I could imagine myself throttling my husband and demanding, “You’re worrying me to death just because you aren’t using a bottle? Do it! Do it, do it!!!”

At least this time I was banished to a waiting room only a couple of doors down. About 20 minutes later I received the call - hubby passed the urine test!

Though awake, he felt awful. Because of how they must have positioned him on the operating table, his neck killed him. Another volunteer wheeled him to pharmacy to pick up his pain medication, then she left us at the front doors and called for the downtown shuttle.

The hotel was probably three or four blocks away and the drive no more then ten or fifteen minutes.

We waited for two hours!

A different volunteer called twice, I made 3 phone calls of my own. Hubby was in torment. He needed to lie down, but he was forced to remain upright. What kept that blasted driver???

It was now about 7 p.m. I saw a man walking from the parking lot and recognized his employee badge. I grabbed him and asked for help. He was in disbelief that we’d waited so long. He wheeled us to the Emergency department and had the worker there to call, once again, for the driver.

It took almost an hour -and a couple of repeat calls- before the van pulled up. This driver said he’d only received the call, so why the other driver ignored our calls, I don’t know. This driver was helpful and sympathetic.

Finally, finally, with dusk closing in, we reached the hotel. I’d tried to make a reservation earlier in the day but -you guessed it- I wasn’t in the system. I said, “Just please give us a room. I don’t care where, we just need one.”

We got on the top floor, the fourth floor and -do you believe it- the elevator didn’t work! 

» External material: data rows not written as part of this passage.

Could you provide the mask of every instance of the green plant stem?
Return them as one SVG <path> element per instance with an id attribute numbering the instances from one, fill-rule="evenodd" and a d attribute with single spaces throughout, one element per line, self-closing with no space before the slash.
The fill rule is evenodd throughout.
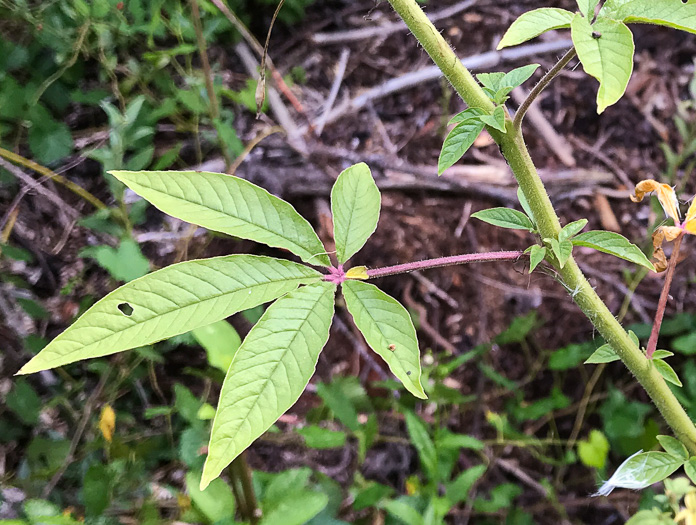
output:
<path id="1" fill-rule="evenodd" d="M 554 64 L 554 66 L 549 69 L 543 77 L 541 77 L 541 80 L 536 86 L 534 86 L 534 89 L 529 92 L 529 95 L 527 95 L 527 98 L 524 99 L 522 104 L 520 104 L 517 113 L 515 113 L 515 120 L 513 121 L 512 125 L 516 130 L 519 130 L 522 126 L 522 119 L 524 119 L 524 115 L 527 113 L 527 110 L 532 103 L 534 103 L 541 92 L 547 88 L 551 81 L 556 78 L 561 71 L 563 71 L 563 68 L 568 65 L 568 62 L 573 60 L 575 54 L 575 48 L 571 47 L 566 54 L 563 55 L 561 59 L 556 62 L 556 64 Z"/>
<path id="2" fill-rule="evenodd" d="M 245 518 L 249 520 L 251 525 L 257 525 L 261 518 L 261 509 L 256 502 L 256 493 L 251 479 L 251 469 L 246 461 L 246 453 L 240 454 L 232 462 L 232 472 L 242 485 L 244 508 L 247 514 Z"/>
<path id="3" fill-rule="evenodd" d="M 442 35 L 425 16 L 416 0 L 389 0 L 389 2 L 440 67 L 459 96 L 470 106 L 490 110 L 492 102 L 488 100 Z M 498 143 L 524 196 L 529 201 L 541 237 L 557 238 L 561 228 L 558 215 L 539 178 L 520 130 L 515 129 L 512 122 L 508 120 L 507 133 L 495 130 L 489 130 L 489 132 Z M 568 289 L 573 290 L 573 300 L 643 386 L 676 436 L 691 453 L 696 453 L 696 426 L 693 421 L 652 362 L 631 341 L 621 324 L 595 293 L 572 256 L 559 273 Z"/>

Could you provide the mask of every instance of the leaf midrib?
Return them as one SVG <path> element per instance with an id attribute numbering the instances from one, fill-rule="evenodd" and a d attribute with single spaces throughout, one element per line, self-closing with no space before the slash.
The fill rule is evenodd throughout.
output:
<path id="1" fill-rule="evenodd" d="M 226 212 L 226 211 L 224 211 L 224 210 L 220 210 L 220 209 L 214 208 L 214 207 L 212 207 L 212 206 L 210 206 L 210 205 L 208 205 L 208 204 L 202 203 L 202 202 L 192 202 L 192 201 L 188 201 L 188 200 L 182 199 L 181 197 L 175 197 L 175 196 L 171 195 L 170 193 L 166 193 L 166 192 L 164 192 L 164 191 L 162 191 L 162 190 L 159 190 L 159 189 L 157 189 L 157 188 L 154 188 L 154 187 L 152 187 L 152 186 L 147 186 L 147 185 L 145 185 L 145 184 L 142 184 L 141 182 L 135 182 L 135 181 L 133 181 L 132 179 L 131 179 L 131 184 L 134 184 L 134 185 L 138 185 L 138 186 L 147 188 L 147 189 L 149 189 L 150 191 L 159 193 L 159 194 L 161 194 L 161 195 L 165 195 L 166 197 L 169 197 L 169 198 L 171 198 L 171 199 L 174 199 L 174 200 L 177 200 L 177 201 L 180 201 L 180 202 L 185 202 L 185 203 L 188 203 L 188 204 L 195 204 L 195 205 L 197 205 L 197 206 L 201 206 L 202 208 L 206 208 L 206 209 L 208 209 L 208 210 L 211 210 L 211 211 L 220 213 L 221 215 L 224 215 L 224 216 L 226 216 L 226 217 L 231 217 L 231 218 L 233 218 L 233 219 L 236 219 L 236 220 L 238 220 L 238 221 L 240 221 L 240 222 L 243 222 L 244 224 L 251 225 L 251 226 L 255 226 L 256 228 L 259 228 L 260 230 L 263 230 L 263 231 L 265 231 L 265 232 L 267 232 L 267 233 L 270 233 L 270 234 L 272 234 L 272 235 L 274 235 L 274 236 L 276 236 L 276 237 L 278 237 L 278 238 L 280 238 L 280 239 L 284 239 L 284 240 L 288 241 L 290 244 L 292 244 L 292 246 L 293 246 L 297 251 L 302 252 L 303 254 L 305 254 L 305 256 L 316 257 L 317 255 L 320 255 L 320 254 L 316 254 L 316 253 L 311 253 L 306 247 L 301 246 L 300 244 L 297 244 L 297 241 L 291 239 L 290 237 L 286 237 L 285 235 L 281 235 L 281 234 L 279 234 L 278 232 L 273 231 L 273 230 L 271 230 L 270 228 L 268 228 L 268 227 L 266 227 L 266 226 L 263 226 L 263 225 L 261 225 L 261 224 L 258 224 L 258 223 L 255 223 L 255 222 L 251 222 L 250 220 L 244 219 L 244 218 L 242 218 L 242 217 L 238 217 L 238 216 L 232 215 L 232 214 L 230 214 L 230 213 L 228 213 L 228 212 Z M 260 189 L 262 189 L 262 188 L 260 188 Z M 262 191 L 265 191 L 265 190 L 262 189 Z M 267 192 L 267 193 L 268 193 L 268 192 Z M 200 194 L 199 194 L 199 195 L 200 195 Z M 217 195 L 217 194 L 216 194 L 216 195 Z M 274 197 L 274 196 L 271 195 L 270 193 L 268 193 L 268 195 L 269 195 L 270 197 Z M 277 197 L 275 197 L 275 198 L 277 198 Z M 218 196 L 218 199 L 220 199 L 219 196 Z M 283 201 L 283 202 L 284 202 L 284 201 Z M 220 200 L 220 203 L 222 204 L 222 200 Z M 153 204 L 154 204 L 154 203 L 153 203 Z M 168 212 L 162 210 L 162 209 L 161 209 L 159 206 L 157 206 L 156 204 L 154 204 L 154 205 L 155 205 L 156 208 L 160 209 L 163 213 L 167 213 L 167 215 L 170 215 Z M 271 202 L 271 205 L 273 206 L 273 203 L 272 203 L 272 202 Z M 274 208 L 275 208 L 275 206 L 274 206 Z M 299 215 L 299 214 L 298 214 L 298 215 Z M 299 215 L 299 217 L 302 218 L 302 219 L 304 219 L 301 215 Z M 296 218 L 293 218 L 293 219 L 296 220 Z M 190 221 L 187 221 L 187 222 L 190 222 Z M 194 222 L 193 224 L 196 224 L 196 223 Z M 309 223 L 307 223 L 307 225 L 309 225 Z M 208 228 L 208 226 L 203 226 L 202 224 L 200 224 L 199 226 L 202 226 L 202 227 L 204 227 L 204 228 Z M 219 232 L 221 232 L 221 233 L 228 233 L 228 232 L 226 232 L 226 231 L 224 231 L 224 230 L 222 230 L 222 229 L 214 229 L 214 228 L 209 228 L 209 229 L 215 230 L 215 231 L 219 231 Z M 311 229 L 311 226 L 310 226 L 310 229 Z M 234 236 L 235 234 L 228 234 L 228 235 L 233 235 L 233 236 Z M 317 240 L 318 240 L 318 238 L 317 238 Z M 321 241 L 319 241 L 319 242 L 321 242 Z M 286 247 L 285 247 L 285 246 L 280 246 L 280 248 L 286 248 Z M 286 248 L 286 249 L 289 249 L 289 248 Z M 290 250 L 290 251 L 293 251 L 293 250 Z M 297 255 L 300 255 L 300 254 L 297 253 Z M 303 258 L 304 258 L 304 257 L 303 257 Z"/>

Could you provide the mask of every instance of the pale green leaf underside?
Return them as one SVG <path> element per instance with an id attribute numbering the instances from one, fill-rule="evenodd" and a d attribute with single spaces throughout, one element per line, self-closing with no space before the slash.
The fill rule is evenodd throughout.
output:
<path id="1" fill-rule="evenodd" d="M 310 264 L 331 264 L 309 222 L 290 204 L 249 181 L 206 171 L 110 173 L 168 215 L 284 248 Z"/>
<path id="2" fill-rule="evenodd" d="M 228 255 L 173 264 L 114 290 L 19 373 L 148 345 L 271 301 L 321 274 L 290 261 Z M 129 305 L 126 315 L 119 305 Z M 121 306 L 127 310 L 125 306 Z"/>
<path id="3" fill-rule="evenodd" d="M 681 0 L 630 0 L 612 18 L 625 23 L 658 24 L 696 33 L 696 3 Z"/>
<path id="4" fill-rule="evenodd" d="M 633 73 L 633 33 L 622 22 L 603 18 L 590 25 L 580 15 L 570 29 L 582 67 L 599 81 L 597 113 L 602 113 L 623 96 Z"/>
<path id="5" fill-rule="evenodd" d="M 678 439 L 675 439 L 672 436 L 657 436 L 657 440 L 668 454 L 677 459 L 681 459 L 682 461 L 689 459 L 689 451 L 686 450 L 684 444 Z"/>
<path id="6" fill-rule="evenodd" d="M 620 259 L 655 271 L 655 267 L 640 248 L 618 233 L 589 231 L 573 237 L 572 243 L 575 246 L 585 246 L 603 253 L 608 253 L 614 257 L 619 257 Z"/>
<path id="7" fill-rule="evenodd" d="M 384 359 L 409 392 L 426 399 L 420 384 L 416 329 L 408 311 L 376 286 L 361 281 L 345 281 L 343 297 L 367 344 Z"/>
<path id="8" fill-rule="evenodd" d="M 365 245 L 377 228 L 381 198 L 367 164 L 344 170 L 331 190 L 331 211 L 338 262 L 343 264 Z"/>
<path id="9" fill-rule="evenodd" d="M 298 400 L 329 338 L 335 290 L 327 282 L 295 290 L 251 329 L 222 385 L 201 488 Z"/>
<path id="10" fill-rule="evenodd" d="M 449 135 L 442 144 L 440 158 L 437 161 L 437 174 L 442 175 L 442 172 L 454 165 L 483 131 L 483 122 L 478 119 L 469 119 L 460 122 L 450 131 Z"/>
<path id="11" fill-rule="evenodd" d="M 625 461 L 612 479 L 616 476 L 618 480 L 626 482 L 623 485 L 617 484 L 618 487 L 649 487 L 670 476 L 683 463 L 667 452 L 643 452 Z M 635 484 L 635 487 L 631 484 Z"/>
<path id="12" fill-rule="evenodd" d="M 575 15 L 570 11 L 555 7 L 542 7 L 528 11 L 512 23 L 498 44 L 498 49 L 516 46 L 552 29 L 568 28 L 573 16 Z"/>
<path id="13" fill-rule="evenodd" d="M 594 16 L 594 10 L 598 3 L 599 0 L 577 0 L 578 9 L 580 9 L 580 12 L 584 17 L 590 20 L 592 20 L 592 17 Z"/>

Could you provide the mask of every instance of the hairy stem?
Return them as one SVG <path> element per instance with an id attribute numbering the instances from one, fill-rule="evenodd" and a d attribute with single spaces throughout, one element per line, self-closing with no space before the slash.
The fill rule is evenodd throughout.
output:
<path id="1" fill-rule="evenodd" d="M 430 268 L 440 268 L 442 266 L 455 266 L 457 264 L 469 264 L 475 262 L 492 262 L 492 261 L 516 261 L 524 255 L 524 252 L 485 252 L 485 253 L 467 253 L 465 255 L 452 255 L 450 257 L 438 257 L 437 259 L 427 259 L 425 261 L 416 261 L 395 266 L 385 266 L 384 268 L 374 268 L 367 270 L 369 279 L 385 277 L 387 275 L 396 275 L 399 273 L 409 273 L 416 270 L 428 270 Z"/>
<path id="2" fill-rule="evenodd" d="M 459 96 L 470 106 L 490 109 L 492 103 L 462 65 L 452 49 L 423 13 L 416 0 L 389 0 L 394 10 L 440 67 Z M 489 130 L 510 164 L 524 196 L 534 213 L 542 238 L 558 236 L 560 221 L 551 204 L 544 184 L 524 143 L 520 130 L 508 121 L 507 133 Z M 653 403 L 677 437 L 696 453 L 696 426 L 679 404 L 659 372 L 631 341 L 606 304 L 595 293 L 571 256 L 559 271 L 566 286 L 573 290 L 573 300 L 597 328 L 597 331 L 616 351 L 626 367 L 645 388 Z"/>
<path id="3" fill-rule="evenodd" d="M 551 81 L 554 78 L 556 78 L 556 76 L 561 71 L 563 71 L 563 68 L 568 65 L 568 62 L 570 62 L 574 56 L 575 48 L 571 47 L 566 52 L 566 54 L 563 55 L 561 59 L 558 62 L 556 62 L 556 64 L 551 69 L 549 69 L 543 77 L 541 77 L 541 80 L 536 86 L 534 86 L 534 89 L 532 89 L 529 92 L 529 95 L 527 95 L 527 98 L 524 99 L 522 104 L 520 104 L 517 113 L 515 113 L 515 120 L 513 121 L 512 125 L 516 130 L 519 130 L 522 126 L 522 119 L 524 119 L 524 115 L 525 113 L 527 113 L 527 110 L 532 105 L 532 103 L 537 99 L 539 95 L 541 95 L 541 92 L 548 87 Z"/>
<path id="4" fill-rule="evenodd" d="M 684 233 L 680 234 L 674 240 L 674 247 L 672 248 L 672 255 L 669 258 L 669 267 L 667 268 L 667 275 L 665 275 L 665 284 L 662 285 L 660 302 L 657 303 L 657 311 L 655 312 L 655 322 L 653 323 L 652 331 L 650 332 L 650 339 L 648 340 L 648 347 L 645 351 L 645 355 L 648 359 L 652 359 L 652 356 L 655 353 L 655 350 L 657 349 L 657 338 L 660 336 L 662 318 L 665 316 L 665 308 L 667 307 L 667 300 L 669 299 L 669 289 L 672 287 L 674 269 L 677 267 L 677 262 L 679 260 L 679 248 L 681 248 L 681 243 L 683 239 Z"/>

Poor hubby, weak from hunger, weak from surgery, weak from pain, forced his legs to carry him up those flights of stairs. When I opened the door, I met darkness and cold air. It took several minutes groping in the dark to find a light switch. After flipping the temp control to heat, I helped eased hubby down on a bed. It was 8:10 before this man was able to get the rest he so needed.

So what does this parathyroid adventure have to do with insecure writing? Let me say this:

I’ll gladly handle the promotion/marketing insecurity of a writing job any old day as compared to the stress and worry of out-of-town/bomb scare/code red/garage hunting/urine testing/shuttle-driver-nowhere-to-be-found/elevator-not-working event that I endured on April 18.

And, oh…good thing we decided against a shower in that hotel room. There was no hot water.